This paper provides an explanation of in-context learning in language models
through the claim that models learn to implicitly perform *Bayesian inference* to infer
a latent concept from their prompts.

One observation that makes in-context learning intriguing is that language models are trained on sequences that qualitatively differ from the prompts we use at test-time. In particular, sequences of raw input-output examples are quite unusual for the Web, but LMs can complete them with correct (or at least on-topic) outputs nonetheless.

The paper setup is the following:

- They first assume that documents are generated in a hierarchical process where first a "concept" $\theta$ is sampled from a prior distribution $p(\theta)$, then the sequence of tokens $t_1, \cdots, t_k$ is sampled given the concept. Here, $p(t_1, \cdots, t_k | \theta)$ is modelled by an HMM.
- Then, they assume that prompts follow a certain structure of input-output pairs separated by certain delimiter tokens (Eq 3), and crucially that the input/output pair distribution at any point in the sequence is close to the distribution at the start of the prompt (their Assumption 3).
- Finally, they propose a Bayesian predictor for $p(y|x)$ (Eq 4), which marginalizes over hidden concepts.

Their analysis essentianlly shows that one of two things happen:

- *Distinguishable case:* If the latent concept is sufficiently different from other concepts in the hypothesis space, then even if the prompt is an unlikely sequence given the prompt, it is sufficiently less likely for other concepts in a way that the Bayesian predictor basically "picks out" the right concept to make the prediction as the number of examples given grows. In this case, the likelihood ratio of the prompt given $\theta^*$ and some other concept $\theta$ goes to infinity (or log-likelihood ratio $\rightarrow -\infty$).
- *Non-distinguishable case:* If there are other concepts that also put a similar probability mass on the prompt, then the output as predicted from these other concepts would have low error.

They then make a synthetic dataset where concepts and documents follow their HMM-induced distribution from the theory, and show that both Transformers and LSTMs can perform in-context learning, and that model scale increases in-context performance *even if the training loss stays the same*. This last bit is an interesting observation even in this small-scale setting.

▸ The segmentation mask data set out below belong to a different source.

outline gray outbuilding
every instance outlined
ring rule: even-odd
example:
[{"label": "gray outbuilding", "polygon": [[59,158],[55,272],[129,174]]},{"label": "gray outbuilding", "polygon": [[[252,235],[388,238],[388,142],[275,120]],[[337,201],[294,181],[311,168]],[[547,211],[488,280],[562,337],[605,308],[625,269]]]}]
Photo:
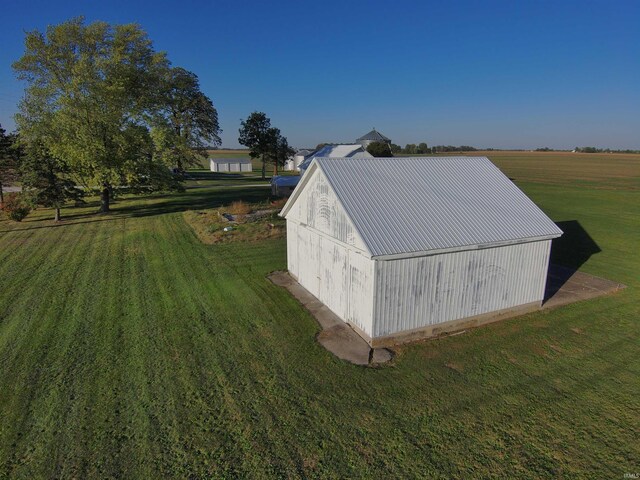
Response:
[{"label": "gray outbuilding", "polygon": [[252,172],[253,166],[249,158],[209,158],[209,169],[212,172]]},{"label": "gray outbuilding", "polygon": [[486,157],[315,158],[289,273],[372,346],[540,307],[562,231]]},{"label": "gray outbuilding", "polygon": [[378,132],[375,128],[371,130],[369,133],[364,134],[360,138],[356,140],[356,143],[359,143],[363,146],[363,148],[367,148],[373,142],[382,142],[387,145],[391,145],[391,139],[385,137],[383,134]]}]

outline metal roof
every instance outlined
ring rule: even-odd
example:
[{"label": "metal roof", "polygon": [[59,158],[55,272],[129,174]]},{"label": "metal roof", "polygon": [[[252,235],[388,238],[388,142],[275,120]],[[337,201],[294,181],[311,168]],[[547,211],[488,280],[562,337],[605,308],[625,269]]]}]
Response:
[{"label": "metal roof", "polygon": [[295,187],[300,181],[300,175],[278,175],[271,178],[271,185],[279,187]]},{"label": "metal roof", "polygon": [[251,159],[245,158],[245,157],[230,157],[230,158],[209,157],[209,160],[214,163],[251,163]]},{"label": "metal roof", "polygon": [[369,133],[358,138],[356,142],[361,142],[363,140],[371,140],[373,142],[391,142],[390,138],[385,137],[383,134],[378,132],[375,128],[371,130]]},{"label": "metal roof", "polygon": [[[315,158],[315,165],[372,256],[402,257],[562,235],[486,157]],[[305,177],[312,170],[313,165]]]},{"label": "metal roof", "polygon": [[344,145],[325,145],[320,150],[314,152],[312,155],[306,158],[302,163],[300,163],[298,168],[300,168],[300,170],[308,168],[313,159],[316,157],[352,158],[356,156],[373,158],[373,155],[367,152],[359,143]]}]

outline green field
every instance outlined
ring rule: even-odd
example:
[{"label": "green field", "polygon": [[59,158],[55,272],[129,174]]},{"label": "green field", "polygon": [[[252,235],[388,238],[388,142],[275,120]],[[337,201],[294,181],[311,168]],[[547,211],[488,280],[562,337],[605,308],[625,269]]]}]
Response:
[{"label": "green field", "polygon": [[638,472],[640,157],[567,155],[490,154],[580,226],[556,261],[628,288],[406,346],[379,369],[324,350],[265,278],[286,267],[284,240],[204,245],[185,222],[264,201],[255,178],[200,172],[199,188],[107,216],[0,221],[0,478]]}]

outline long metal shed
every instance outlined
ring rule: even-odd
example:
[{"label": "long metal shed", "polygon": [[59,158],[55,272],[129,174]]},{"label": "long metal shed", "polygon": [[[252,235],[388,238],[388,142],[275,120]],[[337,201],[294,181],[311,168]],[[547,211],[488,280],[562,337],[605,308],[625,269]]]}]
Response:
[{"label": "long metal shed", "polygon": [[372,346],[540,306],[562,231],[486,157],[315,158],[289,273]]},{"label": "long metal shed", "polygon": [[209,158],[209,170],[212,172],[251,172],[253,167],[249,158]]}]

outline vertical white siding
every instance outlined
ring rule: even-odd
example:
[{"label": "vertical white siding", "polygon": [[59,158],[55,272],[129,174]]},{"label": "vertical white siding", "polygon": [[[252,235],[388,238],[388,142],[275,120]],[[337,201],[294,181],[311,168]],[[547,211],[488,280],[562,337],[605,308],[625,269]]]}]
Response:
[{"label": "vertical white siding", "polygon": [[375,262],[349,250],[347,268],[349,304],[346,316],[341,318],[356,325],[369,337],[373,336],[373,286]]},{"label": "vertical white siding", "polygon": [[316,170],[309,179],[304,191],[287,213],[287,220],[306,224],[331,238],[366,251],[366,246],[320,170]]},{"label": "vertical white siding", "polygon": [[298,282],[313,295],[319,297],[319,236],[311,234],[303,225],[298,227]]},{"label": "vertical white siding", "polygon": [[298,270],[298,224],[287,222],[287,269],[295,278]]},{"label": "vertical white siding", "polygon": [[300,285],[342,320],[371,335],[373,260],[287,220],[287,264]]},{"label": "vertical white siding", "polygon": [[373,337],[540,302],[551,241],[376,261]]}]

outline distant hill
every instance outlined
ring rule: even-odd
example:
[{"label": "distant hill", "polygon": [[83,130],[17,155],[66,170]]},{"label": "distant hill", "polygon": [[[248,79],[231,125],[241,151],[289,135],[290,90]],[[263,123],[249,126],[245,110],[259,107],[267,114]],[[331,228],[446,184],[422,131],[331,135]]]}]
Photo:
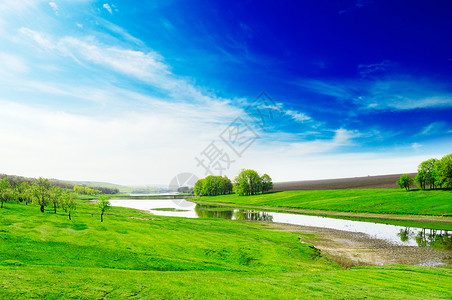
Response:
[{"label": "distant hill", "polygon": [[88,186],[91,188],[94,187],[103,187],[110,189],[119,189],[120,194],[152,194],[152,193],[160,193],[167,192],[167,188],[162,187],[153,187],[153,186],[126,186],[120,184],[114,184],[109,182],[101,182],[101,181],[70,181],[70,180],[59,180],[59,179],[51,179],[52,181],[67,183],[71,185],[77,186]]},{"label": "distant hill", "polygon": [[[392,189],[400,188],[396,182],[401,175],[402,174],[391,174],[339,179],[275,182],[271,191]],[[416,176],[416,173],[411,173],[410,175],[414,177]]]},{"label": "distant hill", "polygon": [[[36,178],[31,177],[23,177],[17,175],[7,175],[0,174],[0,179],[8,178],[10,182],[33,182]],[[73,189],[74,186],[87,186],[90,188],[107,188],[107,189],[118,189],[121,194],[152,194],[159,192],[167,192],[167,188],[163,187],[152,187],[152,186],[140,186],[140,187],[132,187],[125,186],[120,184],[114,184],[109,182],[101,182],[101,181],[75,181],[75,180],[61,180],[51,178],[49,179],[50,183],[54,186],[58,186],[66,189]]]},{"label": "distant hill", "polygon": [[130,186],[125,186],[125,185],[119,185],[119,184],[114,184],[114,183],[109,183],[109,182],[101,182],[101,181],[76,181],[76,180],[60,180],[60,179],[50,179],[51,181],[55,181],[55,182],[61,182],[61,183],[66,183],[66,184],[70,184],[70,185],[77,185],[77,186],[87,186],[90,188],[94,188],[94,187],[104,187],[104,188],[110,188],[110,189],[119,189],[120,193],[124,193],[127,194],[129,193],[133,188]]}]

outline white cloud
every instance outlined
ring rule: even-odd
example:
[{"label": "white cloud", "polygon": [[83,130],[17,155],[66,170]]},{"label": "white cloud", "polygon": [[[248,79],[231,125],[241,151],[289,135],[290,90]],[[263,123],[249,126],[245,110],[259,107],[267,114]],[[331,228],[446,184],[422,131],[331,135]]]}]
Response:
[{"label": "white cloud", "polygon": [[447,90],[445,84],[422,78],[338,82],[303,80],[297,85],[341,102],[353,102],[364,110],[412,110],[452,106],[452,93]]},{"label": "white cloud", "polygon": [[306,115],[302,112],[298,112],[298,111],[294,111],[294,110],[286,110],[285,113],[286,113],[286,115],[292,117],[293,120],[300,122],[300,123],[311,120],[311,117],[309,117],[308,115]]},{"label": "white cloud", "polygon": [[58,15],[58,5],[55,2],[49,2],[49,6],[55,11],[55,14]]},{"label": "white cloud", "polygon": [[383,60],[380,63],[375,64],[360,64],[358,65],[358,70],[363,78],[368,77],[369,75],[372,75],[372,73],[380,73],[386,71],[389,67],[393,66],[394,63],[392,63],[389,60]]},{"label": "white cloud", "polygon": [[83,62],[96,64],[116,72],[139,79],[155,88],[159,88],[178,101],[195,101],[211,103],[226,101],[206,96],[197,87],[175,76],[164,59],[156,52],[142,52],[106,46],[93,40],[81,40],[75,37],[63,37],[52,40],[46,34],[28,28],[20,32],[35,41],[43,50],[56,51],[61,55]]},{"label": "white cloud", "polygon": [[104,5],[102,5],[106,10],[108,10],[108,12],[110,14],[113,14],[113,11],[111,9],[111,6],[108,3],[105,3]]},{"label": "white cloud", "polygon": [[[304,156],[319,153],[328,153],[337,151],[344,146],[353,146],[355,139],[362,134],[356,130],[347,130],[344,128],[332,131],[334,135],[331,138],[316,138],[309,141],[300,141],[300,135],[291,133],[264,133],[262,135],[261,148],[268,147],[276,156],[288,157]],[[317,134],[313,132],[315,137]],[[302,135],[301,135],[302,136]],[[270,155],[273,157],[272,155]]]},{"label": "white cloud", "polygon": [[19,33],[31,38],[35,43],[41,46],[44,50],[54,50],[55,43],[51,40],[51,38],[41,32],[31,30],[29,28],[22,27],[19,29]]},{"label": "white cloud", "polygon": [[446,123],[444,123],[444,122],[433,122],[433,123],[425,126],[419,134],[420,135],[436,134],[439,131],[441,131],[441,129],[443,129],[445,126],[446,126]]},{"label": "white cloud", "polygon": [[[424,149],[426,150],[426,149]],[[419,162],[432,157],[441,158],[446,153],[431,151],[419,155],[407,150],[402,154],[390,153],[297,153],[285,148],[256,148],[245,153],[241,168],[251,168],[268,173],[274,182],[346,178],[367,175],[386,175],[416,172]],[[413,154],[414,153],[414,154]],[[271,158],[271,159],[269,159]],[[234,166],[235,168],[235,166]],[[235,176],[239,167],[232,170]]]},{"label": "white cloud", "polygon": [[28,72],[28,65],[22,57],[0,52],[0,74],[3,73],[7,78],[11,73],[26,72]]},{"label": "white cloud", "polygon": [[[18,86],[23,83],[23,90],[38,94],[35,103],[40,106],[20,105],[6,96],[0,99],[0,128],[8,128],[0,132],[0,140],[8,145],[0,148],[0,155],[11,158],[2,163],[3,172],[126,184],[164,184],[182,171],[203,175],[196,168],[194,157],[218,139],[236,116],[243,114],[227,99],[206,94],[190,81],[173,74],[163,57],[153,51],[105,45],[92,37],[56,38],[28,28],[20,32],[50,57],[58,56],[62,60],[69,57],[96,72],[105,68],[105,73],[112,77],[122,79],[122,75],[126,75],[138,79],[146,88],[158,89],[155,94],[162,96],[151,97],[145,92],[121,89],[101,79],[77,86],[64,80],[22,78],[15,81]],[[116,33],[120,32],[127,36],[125,31],[116,28]],[[26,63],[23,61],[27,67]],[[320,82],[318,88],[321,88]],[[353,95],[343,87],[330,88],[329,93]],[[63,104],[47,107],[39,97],[47,99],[48,95],[61,96],[62,102],[71,98],[88,100],[93,103],[89,103],[86,110],[95,109],[82,116]],[[75,101],[71,104],[80,105]],[[287,110],[286,114],[298,122],[311,121],[308,115],[296,110]],[[330,139],[299,142],[299,137],[295,136],[292,142],[282,142],[280,135],[269,134],[265,143],[253,145],[227,175],[233,177],[237,168],[256,165],[256,169],[265,168],[263,171],[268,170],[278,181],[331,178],[340,173],[343,174],[337,177],[357,176],[368,170],[353,162],[370,166],[371,158],[353,160],[352,156],[326,153],[355,145],[355,138],[359,136],[359,132],[338,129]],[[267,143],[272,137],[281,142]],[[347,166],[346,162],[352,165]]]},{"label": "white cloud", "polygon": [[144,43],[141,40],[139,40],[136,37],[132,36],[130,33],[128,33],[126,30],[124,30],[124,28],[122,28],[120,26],[117,26],[117,25],[115,25],[115,24],[113,24],[111,22],[108,22],[107,20],[103,20],[103,19],[99,20],[99,23],[101,25],[103,25],[106,29],[110,30],[111,32],[121,36],[121,38],[126,40],[126,41],[132,42],[132,43],[134,43],[136,45],[139,45],[139,46],[143,46],[144,45]]},{"label": "white cloud", "polygon": [[340,100],[351,100],[355,98],[358,93],[358,90],[344,83],[303,80],[297,84],[317,94],[331,96]]},{"label": "white cloud", "polygon": [[427,80],[386,80],[375,82],[362,97],[373,109],[410,110],[427,107],[452,106],[452,94],[440,84]]},{"label": "white cloud", "polygon": [[27,10],[34,9],[40,2],[44,0],[3,0],[0,1],[0,12],[2,14],[17,14]]},{"label": "white cloud", "polygon": [[419,149],[419,148],[421,148],[421,147],[422,147],[422,145],[419,144],[419,143],[412,143],[412,144],[411,144],[411,148],[413,148],[414,150],[417,150],[417,149]]},{"label": "white cloud", "polygon": [[196,171],[194,156],[224,128],[206,124],[227,109],[160,102],[143,112],[82,116],[10,101],[0,106],[0,127],[9,128],[0,132],[8,145],[0,155],[11,158],[2,172],[128,184],[164,184]]}]

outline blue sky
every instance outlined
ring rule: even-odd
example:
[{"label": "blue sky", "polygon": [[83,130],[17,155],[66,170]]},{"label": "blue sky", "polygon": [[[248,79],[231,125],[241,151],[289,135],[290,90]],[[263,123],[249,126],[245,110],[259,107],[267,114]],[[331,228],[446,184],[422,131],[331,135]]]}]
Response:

One thing I missed from the paper's argument was the link between Transformers trained via maximum likelihood and their Bayesian predictor. As far as I followed, the argument is that the Bayesian predictor would perform in-context learning and achieve optimality in $0-1$ loss. But this is not conceptually the same as saying that "any model that is $0-1$ loss-optimal is equivalent to the Bayesian predictor", even though I do in general buy their overall take on what is even in-context learning.